Millions of American businesses hire independent contractors to perform all types of services. And millions of American workers prefer to work as contractors rather than employees.
Due to the COVID-19 pandemic, more people than ever want the freedom that comes with being an independent contractor.
But for decades, many state and federal agencies have had it in for businesses that hire independent contractors rather than employees. They prefer that you classify your workers as employees because then you must:
- pay unemployment insurance premiums
- provide workers’ comp
- withhold taxes from employee pay
Employees are also protected by state and federal labor laws that regulate worker rights, such as a minimum wage, overtime, and the right to unionize.
In 2020, California launched the broadest assault on independent contractors in recent memory when it passed a law popularly known as AB-5. This established an incredibly strict new “ABC test” for determining whether California workers should be classified as employees for purposes of California law. Many feared this would spell the end of independent contractors in California.
It hasn’t worked out that way. The California legislature received a firestorm of complaints from California-based independent contractors and the firms that hire them. As a result, it significantly watered down the new law by providing over 100 exemptions to the ABC test. Meanwhile, California voters responded by passing Proposition 22, which completely exempted most drivers for app-based rideshare and delivery platforms such as Uber, Lyft, and DoorDash.
This outcome appears to have dampened the appetite of many other state legislators seeking to make it harder to hire independent contractors.
The Biden administration wants to take up where California left off.
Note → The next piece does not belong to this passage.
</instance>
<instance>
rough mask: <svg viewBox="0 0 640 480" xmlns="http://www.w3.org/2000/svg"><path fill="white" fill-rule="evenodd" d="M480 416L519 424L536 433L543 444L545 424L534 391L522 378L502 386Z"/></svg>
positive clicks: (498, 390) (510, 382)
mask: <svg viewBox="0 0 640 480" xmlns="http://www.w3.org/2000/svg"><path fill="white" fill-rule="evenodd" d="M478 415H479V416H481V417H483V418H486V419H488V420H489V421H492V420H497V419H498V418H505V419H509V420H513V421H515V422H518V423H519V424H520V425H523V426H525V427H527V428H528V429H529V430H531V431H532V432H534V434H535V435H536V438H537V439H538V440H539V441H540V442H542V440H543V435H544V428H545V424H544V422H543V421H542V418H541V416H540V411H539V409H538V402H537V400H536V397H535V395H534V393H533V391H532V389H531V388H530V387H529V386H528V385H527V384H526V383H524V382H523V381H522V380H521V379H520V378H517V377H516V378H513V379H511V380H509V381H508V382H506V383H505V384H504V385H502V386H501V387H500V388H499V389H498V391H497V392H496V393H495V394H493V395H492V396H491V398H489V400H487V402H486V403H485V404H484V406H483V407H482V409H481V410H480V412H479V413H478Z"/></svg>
It supports the adoption of the ABC test across all federal laws. This is not likely to happen anytime soon.
The IRS, in its efforts to make 1099 independent contractors W-2 employees, relied for years on a 20-factor test. This test proved cumbersome, and today the IRS has broken the 20 factors into three broad factors:
- Behavioral control – An individual looks more like an employee if the company they work for has significant control over the day-to-day details of their work (e.g., specific contractual/contracted instructions or supervisor oversight). On the other hand, if an individual decides primarily how they perform their work, they look more like an independent contractor.
- Financial control – An individual looks more like an independent contractor if they have invested significantly in their business, have unreimbursed expenses, and run the possibility of incurring a loss.
- Type of relationship – An individual looks more like an employee if they work exclusively for the company; plan to work there indefinitely; and get benefits such as a retirement plan, sick days, and medical benefits.
Employers who misclassify employees as independent contractors to reduce labor costs and gain an advantage over competitors can end up paying large back taxes, fines, and judgments.
It is important that both the company and the independent contractor understand exactly what they are agreeing to. I have seen many instances where independent contractors were shocked when it came time to file their taxes––often owing hundreds or thousands of dollars they were not expecting.